Predicting the Spatial-Temporal Distribution of Human Brucellosis in Europe Based on Convolutional Long Short-Term Memory Network.

作者信息

Shen Li, Jiang Chenghao, Sun Minghao, Qiu Xuan, Qian Jiaqi, Song Shuxuan, Hu Qingwu, Yelixiati Heilili, Liu Kun

机构信息

School of Remote Sensing and Information Engineering, Wuhan University, Wuhan, China.

Department of Epidemiology, Ministry of Education Key Lab of Hazard Assessment and Control in Special Operational Environment, School of Public Health, Air Force Medical University, Xi'an, China.

出版信息

Can J Infect Dis Med Microbiol. 2022 Aug 3;2022:7658880. doi: 10.1155/2022/7658880. eCollection 2022.

Abstract

Brucellosis is a chronic infectious disease caused by brucellae or other bacteria directly invading human body. Brucellosis presents the aggregation characteristics and periodic law of infectious diseases in temporal and spatial distribution.

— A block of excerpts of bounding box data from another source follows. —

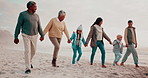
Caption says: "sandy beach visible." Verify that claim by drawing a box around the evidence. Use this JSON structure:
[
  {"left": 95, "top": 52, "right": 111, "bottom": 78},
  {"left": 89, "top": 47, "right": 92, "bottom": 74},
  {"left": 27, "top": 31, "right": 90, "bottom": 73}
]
[{"left": 0, "top": 31, "right": 148, "bottom": 78}]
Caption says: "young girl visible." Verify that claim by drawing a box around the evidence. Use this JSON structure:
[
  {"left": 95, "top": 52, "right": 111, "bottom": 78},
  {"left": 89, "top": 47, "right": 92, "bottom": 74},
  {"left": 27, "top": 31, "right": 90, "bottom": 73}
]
[
  {"left": 85, "top": 17, "right": 112, "bottom": 68},
  {"left": 113, "top": 35, "right": 124, "bottom": 66},
  {"left": 70, "top": 25, "right": 86, "bottom": 64}
]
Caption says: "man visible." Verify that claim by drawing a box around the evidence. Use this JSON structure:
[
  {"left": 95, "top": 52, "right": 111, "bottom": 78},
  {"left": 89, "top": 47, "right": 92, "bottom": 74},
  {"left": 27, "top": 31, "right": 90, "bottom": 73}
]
[
  {"left": 14, "top": 1, "right": 44, "bottom": 74},
  {"left": 120, "top": 20, "right": 139, "bottom": 67}
]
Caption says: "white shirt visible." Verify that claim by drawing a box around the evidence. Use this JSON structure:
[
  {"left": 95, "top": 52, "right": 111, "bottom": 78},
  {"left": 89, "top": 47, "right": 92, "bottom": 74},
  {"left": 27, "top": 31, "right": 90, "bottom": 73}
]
[{"left": 94, "top": 25, "right": 103, "bottom": 40}]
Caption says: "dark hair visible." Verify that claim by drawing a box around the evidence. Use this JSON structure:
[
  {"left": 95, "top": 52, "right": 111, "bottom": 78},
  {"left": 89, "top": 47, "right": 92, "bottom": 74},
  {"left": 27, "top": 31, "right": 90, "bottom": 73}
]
[
  {"left": 128, "top": 20, "right": 133, "bottom": 23},
  {"left": 27, "top": 1, "right": 36, "bottom": 9},
  {"left": 92, "top": 17, "right": 103, "bottom": 26}
]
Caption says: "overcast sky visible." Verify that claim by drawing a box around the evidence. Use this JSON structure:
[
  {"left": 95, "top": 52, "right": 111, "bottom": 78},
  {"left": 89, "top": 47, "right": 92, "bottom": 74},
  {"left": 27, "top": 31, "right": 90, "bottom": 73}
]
[{"left": 0, "top": 0, "right": 148, "bottom": 47}]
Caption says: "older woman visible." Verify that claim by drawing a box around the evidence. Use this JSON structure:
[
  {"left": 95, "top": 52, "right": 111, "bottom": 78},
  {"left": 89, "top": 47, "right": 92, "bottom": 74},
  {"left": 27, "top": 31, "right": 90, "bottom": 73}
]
[{"left": 44, "top": 10, "right": 71, "bottom": 67}]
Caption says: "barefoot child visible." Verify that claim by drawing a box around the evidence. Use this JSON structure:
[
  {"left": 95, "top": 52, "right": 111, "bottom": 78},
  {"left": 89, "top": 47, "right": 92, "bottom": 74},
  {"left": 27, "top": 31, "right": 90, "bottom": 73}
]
[
  {"left": 70, "top": 25, "right": 86, "bottom": 64},
  {"left": 113, "top": 35, "right": 123, "bottom": 66}
]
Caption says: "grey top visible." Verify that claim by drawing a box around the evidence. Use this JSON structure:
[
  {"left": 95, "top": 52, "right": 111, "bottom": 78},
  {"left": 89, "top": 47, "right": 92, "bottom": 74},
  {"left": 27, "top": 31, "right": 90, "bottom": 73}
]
[
  {"left": 14, "top": 11, "right": 44, "bottom": 39},
  {"left": 86, "top": 26, "right": 111, "bottom": 47}
]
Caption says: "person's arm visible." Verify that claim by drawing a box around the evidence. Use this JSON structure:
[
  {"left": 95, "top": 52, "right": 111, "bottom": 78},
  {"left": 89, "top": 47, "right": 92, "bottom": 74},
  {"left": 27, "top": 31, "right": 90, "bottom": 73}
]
[
  {"left": 103, "top": 30, "right": 112, "bottom": 44},
  {"left": 14, "top": 13, "right": 23, "bottom": 44},
  {"left": 43, "top": 19, "right": 53, "bottom": 35},
  {"left": 70, "top": 32, "right": 75, "bottom": 41},
  {"left": 82, "top": 37, "right": 86, "bottom": 45},
  {"left": 38, "top": 16, "right": 44, "bottom": 38},
  {"left": 124, "top": 28, "right": 128, "bottom": 47},
  {"left": 64, "top": 23, "right": 70, "bottom": 40},
  {"left": 86, "top": 26, "right": 94, "bottom": 44},
  {"left": 14, "top": 13, "right": 23, "bottom": 39}
]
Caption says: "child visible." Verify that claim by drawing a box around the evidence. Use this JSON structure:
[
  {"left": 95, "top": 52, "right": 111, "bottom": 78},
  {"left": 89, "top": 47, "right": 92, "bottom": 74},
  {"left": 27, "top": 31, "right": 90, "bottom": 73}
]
[
  {"left": 120, "top": 20, "right": 139, "bottom": 67},
  {"left": 70, "top": 25, "right": 86, "bottom": 64},
  {"left": 113, "top": 35, "right": 123, "bottom": 66}
]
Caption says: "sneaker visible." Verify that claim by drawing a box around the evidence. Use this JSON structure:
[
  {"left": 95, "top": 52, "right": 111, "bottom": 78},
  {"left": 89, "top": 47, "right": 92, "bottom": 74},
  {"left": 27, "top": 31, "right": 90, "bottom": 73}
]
[
  {"left": 120, "top": 62, "right": 124, "bottom": 66},
  {"left": 31, "top": 64, "right": 33, "bottom": 68},
  {"left": 135, "top": 64, "right": 139, "bottom": 67},
  {"left": 102, "top": 65, "right": 107, "bottom": 68},
  {"left": 25, "top": 69, "right": 31, "bottom": 74}
]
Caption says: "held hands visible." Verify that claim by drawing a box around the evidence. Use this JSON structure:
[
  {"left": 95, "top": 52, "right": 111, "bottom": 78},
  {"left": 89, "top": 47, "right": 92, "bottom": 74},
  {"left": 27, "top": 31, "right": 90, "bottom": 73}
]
[
  {"left": 14, "top": 39, "right": 19, "bottom": 44},
  {"left": 67, "top": 39, "right": 71, "bottom": 43},
  {"left": 40, "top": 37, "right": 44, "bottom": 41},
  {"left": 109, "top": 41, "right": 112, "bottom": 45},
  {"left": 135, "top": 43, "right": 137, "bottom": 48},
  {"left": 126, "top": 44, "right": 129, "bottom": 47},
  {"left": 84, "top": 43, "right": 88, "bottom": 47}
]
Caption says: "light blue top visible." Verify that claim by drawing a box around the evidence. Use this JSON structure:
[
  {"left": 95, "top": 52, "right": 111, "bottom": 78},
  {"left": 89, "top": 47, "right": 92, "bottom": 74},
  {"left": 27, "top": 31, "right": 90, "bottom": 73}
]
[{"left": 70, "top": 32, "right": 86, "bottom": 48}]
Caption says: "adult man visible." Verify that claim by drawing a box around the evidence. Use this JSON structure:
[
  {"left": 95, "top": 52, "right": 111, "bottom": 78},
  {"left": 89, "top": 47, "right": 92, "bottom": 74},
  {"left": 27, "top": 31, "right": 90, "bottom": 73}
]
[{"left": 14, "top": 1, "right": 44, "bottom": 74}]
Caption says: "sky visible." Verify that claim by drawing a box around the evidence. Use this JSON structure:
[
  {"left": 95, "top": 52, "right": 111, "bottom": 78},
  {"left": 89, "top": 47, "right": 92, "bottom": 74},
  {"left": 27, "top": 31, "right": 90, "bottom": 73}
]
[{"left": 0, "top": 0, "right": 148, "bottom": 48}]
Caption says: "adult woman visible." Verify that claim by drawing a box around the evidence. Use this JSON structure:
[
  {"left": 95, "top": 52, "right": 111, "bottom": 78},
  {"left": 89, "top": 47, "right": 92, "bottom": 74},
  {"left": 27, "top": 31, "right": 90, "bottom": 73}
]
[
  {"left": 85, "top": 17, "right": 112, "bottom": 68},
  {"left": 44, "top": 10, "right": 71, "bottom": 67}
]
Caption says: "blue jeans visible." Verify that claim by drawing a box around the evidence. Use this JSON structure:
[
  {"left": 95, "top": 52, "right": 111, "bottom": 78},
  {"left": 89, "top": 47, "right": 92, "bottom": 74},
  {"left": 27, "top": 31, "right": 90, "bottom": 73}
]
[
  {"left": 90, "top": 41, "right": 105, "bottom": 65},
  {"left": 114, "top": 52, "right": 122, "bottom": 62},
  {"left": 72, "top": 46, "right": 82, "bottom": 64},
  {"left": 122, "top": 44, "right": 138, "bottom": 64}
]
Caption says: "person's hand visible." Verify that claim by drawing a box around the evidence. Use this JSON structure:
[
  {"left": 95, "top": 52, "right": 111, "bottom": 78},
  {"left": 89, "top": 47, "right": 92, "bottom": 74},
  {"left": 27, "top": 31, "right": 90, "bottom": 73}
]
[
  {"left": 40, "top": 37, "right": 44, "bottom": 41},
  {"left": 109, "top": 41, "right": 112, "bottom": 45},
  {"left": 67, "top": 39, "right": 71, "bottom": 43},
  {"left": 84, "top": 43, "right": 88, "bottom": 47},
  {"left": 14, "top": 39, "right": 19, "bottom": 44},
  {"left": 126, "top": 44, "right": 129, "bottom": 47},
  {"left": 135, "top": 44, "right": 137, "bottom": 48}
]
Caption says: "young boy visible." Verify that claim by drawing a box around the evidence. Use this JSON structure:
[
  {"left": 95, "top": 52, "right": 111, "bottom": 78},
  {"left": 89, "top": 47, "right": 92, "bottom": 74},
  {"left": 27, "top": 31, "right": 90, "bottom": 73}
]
[
  {"left": 113, "top": 35, "right": 123, "bottom": 66},
  {"left": 70, "top": 25, "right": 86, "bottom": 64},
  {"left": 120, "top": 20, "right": 139, "bottom": 67}
]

Taking major European countries as an example, this study established the temporal and spatial distribution sequence of brucellosis, analyzed the temporal and spatial distribution characteristics of brucellosis, and quantitatively predicted its epidemic law by using different traditional or machine learning models. This paper indicates that the epidemic of brucellosis in major European countries has statistical periodic characteristics, and in the same cycle, brucellosis has the characteristics of piecewise trend. Through the comparison of the prediction results of the three models, it is found that the prediction effect of long short-term memory and convolutional long short-term memory models is better than autoregressive integrated moving average model. The first mock exam using Conv layer and data vectorizations predicted that the convolutional long short-term memory model outperformed the traditional long short-term memory model. Compared with the monthly scale, the prediction of the trend stage of brucellosis can achieve better results under the single model prediction. These findings will help understand the development trend and liquidity characteristics of brucellosis, provide corresponding scientific basis and decision support for potential risk assessment and brucellosis epidemic prevention and control, and reduce the loss of life and property.

摘要

布鲁氏菌病是由布鲁氏菌或其他细菌直接侵入人体引起的一种慢性传染病。布鲁氏菌病在时间和空间分布上呈现出传染病的聚集特征和周期性规律。以欧洲主要国家为例,本研究建立了布鲁氏菌病的时间和空间分布序列,分析了布鲁氏菌病的时间和空间分布特征,并使用不同的传统或机器学习模型对其流行规律进行了定量预测。本文表明,欧洲主要国家布鲁氏菌病的流行具有统计周期性特征,且在同一周期内,布鲁氏菌病具有分段趋势特征。通过对三种模型预测结果的比较发现,长短期记忆模型和卷积长短期记忆模型的预测效果优于自回归积分滑动平均模型。使用卷积层和数据向量化进行的首次模拟预测表明,卷积长短期记忆模型的性能优于传统的长短期记忆模型。与月度尺度相比,在单模型预测下,对布鲁氏菌病趋势阶段的预测能取得更好的结果。这些研究结果将有助于了解布鲁氏菌病的发展趋势和流动性特征,为潜在风险评估以及布鲁氏菌病的疫情防控提供相应的科学依据和决策支持,减少生命和财产损失。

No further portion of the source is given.